Откровенно говоря, о своем масонстве на деле корнет успел почти позабыть. Не до того было. Пока осваивал службу, потом – война, опять служба… А ведь были еще холостяцкие вечеринки, просто пирушки, поездки к дамам и просто к девкам… Теперь вот уже который месяц длилось заключение из-за дуэли…
Вопроса не последовало. Вместо этого дядя сказал совсем иное:
– Ты знаешь, что скоро возможна война с французами?
– Знаю.
О грядущем столкновении говорили не только при дворе, но и, пожалуй даже побольше, в армии. Еще не поздно было все переиграть, не одна, так другая сторона могла пойти на уступки, однако в воздухе веяло надвигающейся угрозой, и в то, что удастся разрешить все миром, уже не верилось.
– И как ты будешь встречать врага? Сидя под арестом?
– Выпустят к тому времени. – Наказание явно затянулось, потому ждать более суровых мер уже не следовало.
– Выпустят! Я бы тебе за все художества еще добавил! – в сердцах обронил старый князь.
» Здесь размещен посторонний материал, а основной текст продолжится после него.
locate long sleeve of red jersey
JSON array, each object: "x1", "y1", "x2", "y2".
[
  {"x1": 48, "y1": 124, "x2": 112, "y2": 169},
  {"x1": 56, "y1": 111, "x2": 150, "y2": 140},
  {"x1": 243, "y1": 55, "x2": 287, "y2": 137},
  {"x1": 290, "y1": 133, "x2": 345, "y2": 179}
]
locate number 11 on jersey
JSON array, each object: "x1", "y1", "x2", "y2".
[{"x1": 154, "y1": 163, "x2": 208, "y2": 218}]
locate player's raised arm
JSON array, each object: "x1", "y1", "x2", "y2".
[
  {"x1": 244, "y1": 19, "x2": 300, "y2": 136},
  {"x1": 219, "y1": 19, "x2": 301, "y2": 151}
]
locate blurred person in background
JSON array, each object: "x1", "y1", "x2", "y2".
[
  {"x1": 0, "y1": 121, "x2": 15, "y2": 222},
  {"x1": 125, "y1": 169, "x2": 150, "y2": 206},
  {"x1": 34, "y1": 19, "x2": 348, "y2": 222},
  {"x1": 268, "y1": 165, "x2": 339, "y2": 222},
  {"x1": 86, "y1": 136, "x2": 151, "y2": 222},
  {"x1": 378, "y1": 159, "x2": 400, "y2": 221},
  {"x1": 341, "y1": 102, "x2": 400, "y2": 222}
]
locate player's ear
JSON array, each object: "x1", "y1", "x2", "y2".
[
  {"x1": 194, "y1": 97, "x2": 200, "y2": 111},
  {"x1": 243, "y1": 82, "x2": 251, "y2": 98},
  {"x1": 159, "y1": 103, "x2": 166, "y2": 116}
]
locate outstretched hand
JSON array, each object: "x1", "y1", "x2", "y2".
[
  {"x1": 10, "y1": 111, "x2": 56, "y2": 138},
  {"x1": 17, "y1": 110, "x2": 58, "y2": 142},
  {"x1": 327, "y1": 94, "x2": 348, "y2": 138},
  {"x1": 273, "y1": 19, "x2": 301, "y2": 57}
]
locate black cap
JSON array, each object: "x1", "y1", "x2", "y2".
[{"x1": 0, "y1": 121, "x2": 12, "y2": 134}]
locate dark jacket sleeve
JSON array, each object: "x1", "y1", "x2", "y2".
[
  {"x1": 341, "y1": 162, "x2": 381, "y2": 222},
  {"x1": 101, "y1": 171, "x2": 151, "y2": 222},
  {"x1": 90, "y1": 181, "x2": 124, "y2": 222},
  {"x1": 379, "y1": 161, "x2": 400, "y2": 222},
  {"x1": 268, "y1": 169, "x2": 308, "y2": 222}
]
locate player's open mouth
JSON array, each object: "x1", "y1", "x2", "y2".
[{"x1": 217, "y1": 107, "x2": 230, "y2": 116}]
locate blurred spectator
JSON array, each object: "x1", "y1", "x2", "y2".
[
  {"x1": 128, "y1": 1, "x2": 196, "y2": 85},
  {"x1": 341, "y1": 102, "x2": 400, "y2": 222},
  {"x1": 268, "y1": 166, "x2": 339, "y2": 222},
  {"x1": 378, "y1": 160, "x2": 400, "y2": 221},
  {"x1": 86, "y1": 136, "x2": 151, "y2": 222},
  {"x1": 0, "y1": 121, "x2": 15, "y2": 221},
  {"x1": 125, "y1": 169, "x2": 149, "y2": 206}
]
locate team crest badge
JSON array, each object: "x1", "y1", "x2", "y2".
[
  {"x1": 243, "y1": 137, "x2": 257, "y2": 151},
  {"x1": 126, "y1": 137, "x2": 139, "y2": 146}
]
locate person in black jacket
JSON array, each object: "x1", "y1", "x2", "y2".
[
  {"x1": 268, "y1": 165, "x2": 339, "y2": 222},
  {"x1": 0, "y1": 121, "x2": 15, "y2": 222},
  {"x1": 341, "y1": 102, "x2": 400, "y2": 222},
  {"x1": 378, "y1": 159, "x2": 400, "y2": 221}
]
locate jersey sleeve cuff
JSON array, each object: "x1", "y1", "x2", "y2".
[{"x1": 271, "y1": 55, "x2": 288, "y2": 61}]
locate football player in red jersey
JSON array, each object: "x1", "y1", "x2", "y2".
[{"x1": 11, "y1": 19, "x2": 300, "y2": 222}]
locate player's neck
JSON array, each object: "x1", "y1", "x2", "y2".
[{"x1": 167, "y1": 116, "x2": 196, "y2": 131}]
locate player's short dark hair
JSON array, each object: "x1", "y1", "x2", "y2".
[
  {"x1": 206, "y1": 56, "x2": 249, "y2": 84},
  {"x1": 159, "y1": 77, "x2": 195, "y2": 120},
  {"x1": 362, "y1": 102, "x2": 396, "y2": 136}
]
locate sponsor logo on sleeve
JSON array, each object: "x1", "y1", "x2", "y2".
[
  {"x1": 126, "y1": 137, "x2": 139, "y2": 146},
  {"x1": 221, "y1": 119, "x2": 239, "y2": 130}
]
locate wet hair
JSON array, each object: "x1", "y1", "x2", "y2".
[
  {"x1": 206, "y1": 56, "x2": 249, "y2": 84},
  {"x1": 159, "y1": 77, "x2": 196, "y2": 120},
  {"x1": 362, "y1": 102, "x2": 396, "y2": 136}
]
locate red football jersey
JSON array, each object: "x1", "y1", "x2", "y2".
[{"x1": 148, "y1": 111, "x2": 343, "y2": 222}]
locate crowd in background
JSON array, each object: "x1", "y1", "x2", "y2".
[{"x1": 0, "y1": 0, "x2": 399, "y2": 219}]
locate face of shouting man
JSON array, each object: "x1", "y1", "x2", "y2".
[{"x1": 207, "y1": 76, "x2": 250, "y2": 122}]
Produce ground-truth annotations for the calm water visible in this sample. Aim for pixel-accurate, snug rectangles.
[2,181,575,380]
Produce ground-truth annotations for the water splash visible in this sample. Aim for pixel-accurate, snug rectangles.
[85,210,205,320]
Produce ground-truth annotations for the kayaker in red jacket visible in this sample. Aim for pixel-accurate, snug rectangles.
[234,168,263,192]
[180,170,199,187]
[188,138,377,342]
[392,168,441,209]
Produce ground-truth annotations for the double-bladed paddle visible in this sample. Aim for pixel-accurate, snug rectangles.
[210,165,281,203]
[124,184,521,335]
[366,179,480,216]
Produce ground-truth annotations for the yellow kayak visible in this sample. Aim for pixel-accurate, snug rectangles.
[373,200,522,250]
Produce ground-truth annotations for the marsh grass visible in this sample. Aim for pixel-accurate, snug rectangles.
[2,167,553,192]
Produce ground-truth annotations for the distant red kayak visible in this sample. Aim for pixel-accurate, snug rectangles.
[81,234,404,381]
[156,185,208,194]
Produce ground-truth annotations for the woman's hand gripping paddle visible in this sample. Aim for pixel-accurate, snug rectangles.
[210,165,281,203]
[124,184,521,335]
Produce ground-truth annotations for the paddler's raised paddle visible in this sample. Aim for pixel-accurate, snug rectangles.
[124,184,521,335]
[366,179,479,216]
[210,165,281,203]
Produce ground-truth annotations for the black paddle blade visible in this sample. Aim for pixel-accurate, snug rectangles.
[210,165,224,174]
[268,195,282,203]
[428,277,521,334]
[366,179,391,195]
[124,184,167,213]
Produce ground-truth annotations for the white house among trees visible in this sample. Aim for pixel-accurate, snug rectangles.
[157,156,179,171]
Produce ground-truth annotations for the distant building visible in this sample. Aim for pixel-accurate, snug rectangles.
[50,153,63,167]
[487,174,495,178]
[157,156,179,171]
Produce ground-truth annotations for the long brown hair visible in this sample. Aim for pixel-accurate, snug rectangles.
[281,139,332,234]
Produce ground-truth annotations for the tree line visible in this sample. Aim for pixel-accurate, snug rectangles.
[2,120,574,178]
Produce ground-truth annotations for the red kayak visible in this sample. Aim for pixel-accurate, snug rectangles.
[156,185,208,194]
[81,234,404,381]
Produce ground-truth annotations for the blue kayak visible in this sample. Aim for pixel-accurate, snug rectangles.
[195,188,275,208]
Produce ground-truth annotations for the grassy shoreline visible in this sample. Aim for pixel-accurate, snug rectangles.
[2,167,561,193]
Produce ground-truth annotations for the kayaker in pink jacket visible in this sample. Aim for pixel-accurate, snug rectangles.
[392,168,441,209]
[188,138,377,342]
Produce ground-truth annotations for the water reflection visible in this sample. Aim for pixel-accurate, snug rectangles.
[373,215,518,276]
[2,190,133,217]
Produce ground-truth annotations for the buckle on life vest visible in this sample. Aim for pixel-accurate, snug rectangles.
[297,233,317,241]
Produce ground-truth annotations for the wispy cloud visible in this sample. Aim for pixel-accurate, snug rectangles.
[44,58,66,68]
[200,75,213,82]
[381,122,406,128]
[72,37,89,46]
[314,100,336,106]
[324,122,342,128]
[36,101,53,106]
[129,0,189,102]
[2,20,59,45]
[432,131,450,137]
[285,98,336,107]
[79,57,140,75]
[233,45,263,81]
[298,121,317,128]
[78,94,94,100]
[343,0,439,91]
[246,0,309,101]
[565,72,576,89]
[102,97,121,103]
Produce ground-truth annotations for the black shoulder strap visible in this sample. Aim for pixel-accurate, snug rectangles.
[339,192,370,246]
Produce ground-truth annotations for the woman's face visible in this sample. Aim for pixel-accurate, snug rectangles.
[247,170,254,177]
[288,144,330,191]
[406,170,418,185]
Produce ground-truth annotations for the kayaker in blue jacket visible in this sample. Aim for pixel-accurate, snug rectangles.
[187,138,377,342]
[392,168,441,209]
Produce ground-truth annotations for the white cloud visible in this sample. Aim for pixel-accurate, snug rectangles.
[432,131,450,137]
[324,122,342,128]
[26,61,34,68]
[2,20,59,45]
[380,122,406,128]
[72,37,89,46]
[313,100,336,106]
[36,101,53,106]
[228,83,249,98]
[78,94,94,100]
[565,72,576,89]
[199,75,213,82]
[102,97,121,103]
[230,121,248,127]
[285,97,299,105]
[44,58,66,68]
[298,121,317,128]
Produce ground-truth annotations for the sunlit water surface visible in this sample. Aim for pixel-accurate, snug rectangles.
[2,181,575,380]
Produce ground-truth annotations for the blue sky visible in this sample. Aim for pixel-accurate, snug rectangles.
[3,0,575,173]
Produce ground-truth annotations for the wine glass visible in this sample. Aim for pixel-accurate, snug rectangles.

Лопухину-старшему тут же стало неловко за вырвавшиеся сгоряча слова. Не для того он ехал сюда, чтобы читать племяннику нотации. Потому князь сбавил тон:
– Пойми, Михайло, я не осуждаю тебя. Дела чести – святое. Но вот все остальные шалости… Я сам был молодым, знаю, что это такое, просто пора бы взяться за ум и не переходить по возможности известные границы. Что скажет твоя мать, если до нее дойдут известия о проказах?
– Я постараюсь, дядюшка, – вздохнул несколько присмиревший при упоминании матери Михайло.
Но было неясно, сумеет ли молодой повеса сдержать обещание.
– Ладно. Будем считать, тут все в порядке, – махнул холеной рукой камергер. – У меня к тебе серьезный разговор, Михаил.
Корнет посмотрел на дядю с нескрываемым удивлением. Он думал, что пора серьезных разговоров и отеческих взбучек миновала. Вроде бы больше за ним ничего нет, за что стоило бы ругать, призывать же к добросовестной службе потомка старого рода бессмысленно. Он сам прекрасно понимает свой долг.